011IV. LA TEMPORALITÉ : UNE NOTION SOUVENT MAL DÉFINIE

La temporalité telle qu’elle apparaît au début du siècle est déjà très différente de celle que concevait Lessing. Si Frank sous-entend très souvent par « temporalité » une progression linéaire, continue et orientée du passé vers le présent, il reste néanmoins qu’une telle définition est dépassée et trompeuse. Si l’on essaie de définir comment la temporalité est perçue par le sujet, on constate que passé, présent et futur se mêlent dans le flux de la conscience ; ils sont là aussi perçus comme « simultanés », c’est-à-dire comme « spatiaux » au sens où Frank l’entend. En outre, de nouvelles formes de temporalité comme l’atemporalité ou la dislocation temporelle apparaissent. L’atemporalité correspond à ces moments de réflexion intense où passé, présent et anticipation du futur se mêlent, tandis que la dislocation temporelle en est un autre aspect au sens où l’homme qui pense, se souvient, ou bien rêve, ne sait plus à quel temps il « appartient ». La révolution qui affecte notre appréhension du temps est due avant tout à cette nouvelle temporalité du flux de conscience. On s’attache au XXe siècle non pas au temps en soi mais à la manière dont il est perçu, suivant en cela la voie ouverte par Kant pour qui le temps et l’espace ne sont pas tant des réalités physiques que des formes a priori de la perception. Mais alors que pour Kant la perception de l’espace et du temps était innée et indépendante de toute situation particulière, de toute expérience « vécue », le XXe siècle réhabilite les sensations de l’instant, du « hic et nunc126 ». Michel Raimond décèle en effet au tournant du siècle une véritable « métamorphose du roman » qui reflète « ‘une obsession de la vie, non pas contée mais directement saisie, une passion de l’instant, un culte du hic et nunc conduis[ant] au désir de susciter par des mots l’épaisseur d’une situation vécue [...]’ 127 ». Or, nous ne pouvons percevoir et exprimer le temps autrement que spatialement, comme Mitchell se plaît à nous le rappeler : ‘« [...] spatial form is the perceptual basis of our notion of time, [...] we literally cannot “tell time” without the mediation of space’ »128.

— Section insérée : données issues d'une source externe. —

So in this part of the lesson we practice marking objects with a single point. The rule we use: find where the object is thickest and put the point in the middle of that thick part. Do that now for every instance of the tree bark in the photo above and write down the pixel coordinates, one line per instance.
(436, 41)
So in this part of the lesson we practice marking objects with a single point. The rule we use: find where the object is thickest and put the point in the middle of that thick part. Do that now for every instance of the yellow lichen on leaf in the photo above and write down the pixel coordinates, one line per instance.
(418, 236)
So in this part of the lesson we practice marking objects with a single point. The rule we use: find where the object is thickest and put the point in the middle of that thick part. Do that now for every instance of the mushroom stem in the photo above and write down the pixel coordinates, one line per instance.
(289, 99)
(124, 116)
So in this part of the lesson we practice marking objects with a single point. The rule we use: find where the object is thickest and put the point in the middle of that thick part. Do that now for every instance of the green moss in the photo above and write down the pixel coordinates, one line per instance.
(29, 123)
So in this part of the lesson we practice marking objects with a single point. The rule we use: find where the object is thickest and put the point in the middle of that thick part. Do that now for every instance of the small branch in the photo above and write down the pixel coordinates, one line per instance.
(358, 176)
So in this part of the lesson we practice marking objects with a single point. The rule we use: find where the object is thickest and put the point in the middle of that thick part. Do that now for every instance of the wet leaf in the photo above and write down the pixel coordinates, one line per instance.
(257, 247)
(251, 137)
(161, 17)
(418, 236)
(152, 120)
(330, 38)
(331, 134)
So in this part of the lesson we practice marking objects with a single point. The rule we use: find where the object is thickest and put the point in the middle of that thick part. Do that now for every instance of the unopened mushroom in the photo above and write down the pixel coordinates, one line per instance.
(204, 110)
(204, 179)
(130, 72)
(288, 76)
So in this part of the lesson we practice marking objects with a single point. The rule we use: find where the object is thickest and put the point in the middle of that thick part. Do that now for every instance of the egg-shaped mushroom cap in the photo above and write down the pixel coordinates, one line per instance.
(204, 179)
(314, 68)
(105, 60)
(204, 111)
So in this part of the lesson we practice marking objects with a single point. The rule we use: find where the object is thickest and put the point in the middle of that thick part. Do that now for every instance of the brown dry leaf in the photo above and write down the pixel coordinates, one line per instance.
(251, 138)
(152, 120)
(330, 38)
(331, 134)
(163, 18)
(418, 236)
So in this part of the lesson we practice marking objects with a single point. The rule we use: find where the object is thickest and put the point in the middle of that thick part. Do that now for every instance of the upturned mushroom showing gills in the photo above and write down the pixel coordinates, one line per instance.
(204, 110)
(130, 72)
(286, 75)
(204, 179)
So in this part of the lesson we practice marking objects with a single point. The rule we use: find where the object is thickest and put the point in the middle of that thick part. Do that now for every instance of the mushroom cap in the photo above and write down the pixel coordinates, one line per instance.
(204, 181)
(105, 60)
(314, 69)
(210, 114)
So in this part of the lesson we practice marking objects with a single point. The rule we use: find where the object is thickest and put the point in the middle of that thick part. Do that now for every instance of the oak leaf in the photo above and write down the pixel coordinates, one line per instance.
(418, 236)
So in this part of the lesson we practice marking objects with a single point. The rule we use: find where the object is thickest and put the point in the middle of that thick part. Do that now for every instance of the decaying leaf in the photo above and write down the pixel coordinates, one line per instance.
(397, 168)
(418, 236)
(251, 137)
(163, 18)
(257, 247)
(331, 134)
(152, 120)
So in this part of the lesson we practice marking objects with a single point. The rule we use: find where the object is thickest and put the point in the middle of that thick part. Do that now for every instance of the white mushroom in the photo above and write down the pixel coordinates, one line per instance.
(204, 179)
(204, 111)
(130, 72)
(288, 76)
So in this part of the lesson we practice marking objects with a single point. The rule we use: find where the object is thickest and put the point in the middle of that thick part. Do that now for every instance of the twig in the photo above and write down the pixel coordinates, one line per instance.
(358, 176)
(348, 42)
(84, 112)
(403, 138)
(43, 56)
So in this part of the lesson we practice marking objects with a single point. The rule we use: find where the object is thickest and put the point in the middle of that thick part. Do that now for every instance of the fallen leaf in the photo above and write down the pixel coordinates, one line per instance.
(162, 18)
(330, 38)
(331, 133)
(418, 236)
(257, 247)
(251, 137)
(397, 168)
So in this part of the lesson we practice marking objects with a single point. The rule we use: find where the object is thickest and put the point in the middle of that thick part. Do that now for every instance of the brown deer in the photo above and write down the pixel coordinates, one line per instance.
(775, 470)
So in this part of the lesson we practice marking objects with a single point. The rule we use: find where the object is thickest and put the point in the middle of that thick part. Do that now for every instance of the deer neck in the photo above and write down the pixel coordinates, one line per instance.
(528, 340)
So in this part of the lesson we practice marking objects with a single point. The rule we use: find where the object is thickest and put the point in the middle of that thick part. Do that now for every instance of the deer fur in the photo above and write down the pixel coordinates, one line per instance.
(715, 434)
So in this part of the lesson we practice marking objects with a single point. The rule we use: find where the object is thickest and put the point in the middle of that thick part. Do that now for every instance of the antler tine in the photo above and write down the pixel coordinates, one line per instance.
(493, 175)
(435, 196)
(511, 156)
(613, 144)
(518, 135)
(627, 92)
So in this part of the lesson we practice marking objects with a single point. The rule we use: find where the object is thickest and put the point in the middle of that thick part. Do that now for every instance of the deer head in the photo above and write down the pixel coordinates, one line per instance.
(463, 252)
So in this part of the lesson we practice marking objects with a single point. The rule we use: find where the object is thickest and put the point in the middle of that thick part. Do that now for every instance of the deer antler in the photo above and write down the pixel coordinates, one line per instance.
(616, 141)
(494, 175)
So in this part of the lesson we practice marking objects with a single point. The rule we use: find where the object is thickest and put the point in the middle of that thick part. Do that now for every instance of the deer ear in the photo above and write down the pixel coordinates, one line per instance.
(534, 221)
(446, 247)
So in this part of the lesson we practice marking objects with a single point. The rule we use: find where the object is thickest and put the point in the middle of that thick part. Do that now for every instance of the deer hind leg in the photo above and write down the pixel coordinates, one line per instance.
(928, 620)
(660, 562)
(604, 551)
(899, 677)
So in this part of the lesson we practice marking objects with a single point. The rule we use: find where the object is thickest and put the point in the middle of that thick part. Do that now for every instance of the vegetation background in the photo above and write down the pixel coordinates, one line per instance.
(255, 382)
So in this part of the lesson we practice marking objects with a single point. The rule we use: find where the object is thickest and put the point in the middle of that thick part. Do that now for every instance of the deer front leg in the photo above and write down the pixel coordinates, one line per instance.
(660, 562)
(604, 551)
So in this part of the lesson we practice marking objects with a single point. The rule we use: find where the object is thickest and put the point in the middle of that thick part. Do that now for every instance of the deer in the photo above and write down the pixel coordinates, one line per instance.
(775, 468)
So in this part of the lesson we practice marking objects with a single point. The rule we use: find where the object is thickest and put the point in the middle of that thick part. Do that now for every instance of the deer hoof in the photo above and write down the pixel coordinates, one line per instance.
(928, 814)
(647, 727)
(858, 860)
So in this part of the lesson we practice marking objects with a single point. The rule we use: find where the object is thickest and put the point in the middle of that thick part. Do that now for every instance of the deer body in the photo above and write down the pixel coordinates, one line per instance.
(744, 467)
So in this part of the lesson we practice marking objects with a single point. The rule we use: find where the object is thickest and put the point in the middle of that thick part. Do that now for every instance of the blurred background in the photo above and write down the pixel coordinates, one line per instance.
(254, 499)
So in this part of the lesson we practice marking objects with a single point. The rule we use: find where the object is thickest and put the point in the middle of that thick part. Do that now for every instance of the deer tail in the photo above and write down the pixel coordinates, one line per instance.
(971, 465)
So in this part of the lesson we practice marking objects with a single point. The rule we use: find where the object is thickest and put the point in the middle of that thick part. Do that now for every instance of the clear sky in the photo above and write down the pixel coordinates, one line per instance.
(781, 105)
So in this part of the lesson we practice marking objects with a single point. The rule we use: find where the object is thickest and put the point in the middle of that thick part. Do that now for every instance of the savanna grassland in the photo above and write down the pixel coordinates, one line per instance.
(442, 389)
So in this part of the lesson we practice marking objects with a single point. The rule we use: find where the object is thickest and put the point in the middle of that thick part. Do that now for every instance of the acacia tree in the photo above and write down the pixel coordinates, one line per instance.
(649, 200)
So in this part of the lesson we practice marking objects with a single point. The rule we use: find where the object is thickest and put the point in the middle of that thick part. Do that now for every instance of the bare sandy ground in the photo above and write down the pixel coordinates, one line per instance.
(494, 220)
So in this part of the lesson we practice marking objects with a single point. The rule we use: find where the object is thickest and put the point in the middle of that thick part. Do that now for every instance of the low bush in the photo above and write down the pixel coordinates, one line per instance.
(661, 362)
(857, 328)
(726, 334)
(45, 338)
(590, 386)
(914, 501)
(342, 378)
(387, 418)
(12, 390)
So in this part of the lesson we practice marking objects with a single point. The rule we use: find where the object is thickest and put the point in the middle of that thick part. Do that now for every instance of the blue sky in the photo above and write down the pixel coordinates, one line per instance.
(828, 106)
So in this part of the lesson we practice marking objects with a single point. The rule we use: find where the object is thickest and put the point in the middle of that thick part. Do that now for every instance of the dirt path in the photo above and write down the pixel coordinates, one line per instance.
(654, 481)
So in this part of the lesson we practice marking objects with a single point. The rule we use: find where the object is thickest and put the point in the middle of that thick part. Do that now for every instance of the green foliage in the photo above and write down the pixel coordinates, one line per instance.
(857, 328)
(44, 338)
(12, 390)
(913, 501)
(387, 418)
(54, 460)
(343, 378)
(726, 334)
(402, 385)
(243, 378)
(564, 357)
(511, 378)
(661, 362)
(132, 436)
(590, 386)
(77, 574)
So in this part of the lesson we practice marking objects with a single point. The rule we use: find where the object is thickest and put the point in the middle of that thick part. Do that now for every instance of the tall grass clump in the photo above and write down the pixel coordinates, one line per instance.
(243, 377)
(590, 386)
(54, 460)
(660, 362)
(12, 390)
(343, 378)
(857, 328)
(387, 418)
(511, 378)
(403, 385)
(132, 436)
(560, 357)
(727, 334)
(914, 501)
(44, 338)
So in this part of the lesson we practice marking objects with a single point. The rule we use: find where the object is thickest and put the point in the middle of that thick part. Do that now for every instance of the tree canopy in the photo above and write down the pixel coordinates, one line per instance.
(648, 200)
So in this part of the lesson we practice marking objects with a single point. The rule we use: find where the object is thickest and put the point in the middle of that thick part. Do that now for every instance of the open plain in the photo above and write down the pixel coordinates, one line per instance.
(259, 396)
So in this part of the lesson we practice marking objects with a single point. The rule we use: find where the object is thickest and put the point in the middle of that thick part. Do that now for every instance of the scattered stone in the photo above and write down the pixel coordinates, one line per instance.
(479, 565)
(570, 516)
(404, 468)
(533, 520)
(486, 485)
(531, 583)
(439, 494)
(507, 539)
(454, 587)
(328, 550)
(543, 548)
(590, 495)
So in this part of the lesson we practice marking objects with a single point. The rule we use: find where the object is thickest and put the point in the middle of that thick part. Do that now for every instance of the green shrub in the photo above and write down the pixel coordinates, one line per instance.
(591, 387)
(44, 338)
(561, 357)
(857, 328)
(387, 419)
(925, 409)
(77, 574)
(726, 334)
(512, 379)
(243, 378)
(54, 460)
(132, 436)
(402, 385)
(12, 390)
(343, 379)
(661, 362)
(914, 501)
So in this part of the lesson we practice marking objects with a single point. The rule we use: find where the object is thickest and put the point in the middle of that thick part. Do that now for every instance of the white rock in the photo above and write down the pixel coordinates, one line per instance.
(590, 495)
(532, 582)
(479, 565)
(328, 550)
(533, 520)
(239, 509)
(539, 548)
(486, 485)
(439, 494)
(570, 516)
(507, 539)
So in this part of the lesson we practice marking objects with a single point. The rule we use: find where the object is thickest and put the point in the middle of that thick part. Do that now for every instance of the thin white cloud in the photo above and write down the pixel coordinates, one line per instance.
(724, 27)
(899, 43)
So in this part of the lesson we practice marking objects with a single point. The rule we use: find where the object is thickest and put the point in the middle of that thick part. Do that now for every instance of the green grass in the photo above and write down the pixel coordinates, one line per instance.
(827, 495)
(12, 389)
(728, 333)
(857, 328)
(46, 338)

C’est bien cette appréhension spatiale du temps que Bergson déplore et qu’il n’a cessé de dénoncer à partir de l’Essai sur les données immédiates de la conscience. Il y voit le résultat d’une fâcheuse « ‘confusion préalable de la durée avec l’étendue, de la succession avec la simultanéité, de la qualité avec la quantité’ »129. S’il reconnaît en passant qu’une telle assimilation du temps à l’espace est tentante, il en souligne les limites et les dangers. Ainsi, la métaphore du temps envisagé comme une ligne lui semble acceptable mais trompeuse car elle risque d’oblitérer son caractère irréversible : « ‘le temps n’est pas une ligne sur laquelle on repasse’ »130. Représenter le temps par de l’espace est donc possible à la seule condition qu’il s’agisse du passé : « ‘« Le temps peut-il se représenter par de l’espace ? » [...] oui, s’il s’agit du temps écoulé ; non, si vous parlez du temps qui s’écoule’ »131. Cette distinction entre représentation du temps passé et du temps présent est essentielle car, contrairement au XIXe siècle qui s’était donné le passé comme temps de prédilection, véritable « système de sécurité »132 d’un temps tout tracé, délimité et révolu, le XXe s’intéresse plus particulièrement au temps élusif, intermittent et imprévisible de la latence. Conrad, Lowry et White hésitent constamment entre ces deux formes de temporalité. C’est bien cette volonté de « verrouiller » le temps dans un passé qui ne bougera plus et auquel on pourra donner une forme « distincte » et « précise » que Bergson reproche à la spatialisation du temps :

‘Nous nous exprimons nécessairement par des mots, et nous pensons le plus souvent dans l’espace. En d’autres termes, le langage exige que nous établissions entre nos idées les mêmes distinctions nettes et précises, la même discontinuité qu’entre les objets matériels133.’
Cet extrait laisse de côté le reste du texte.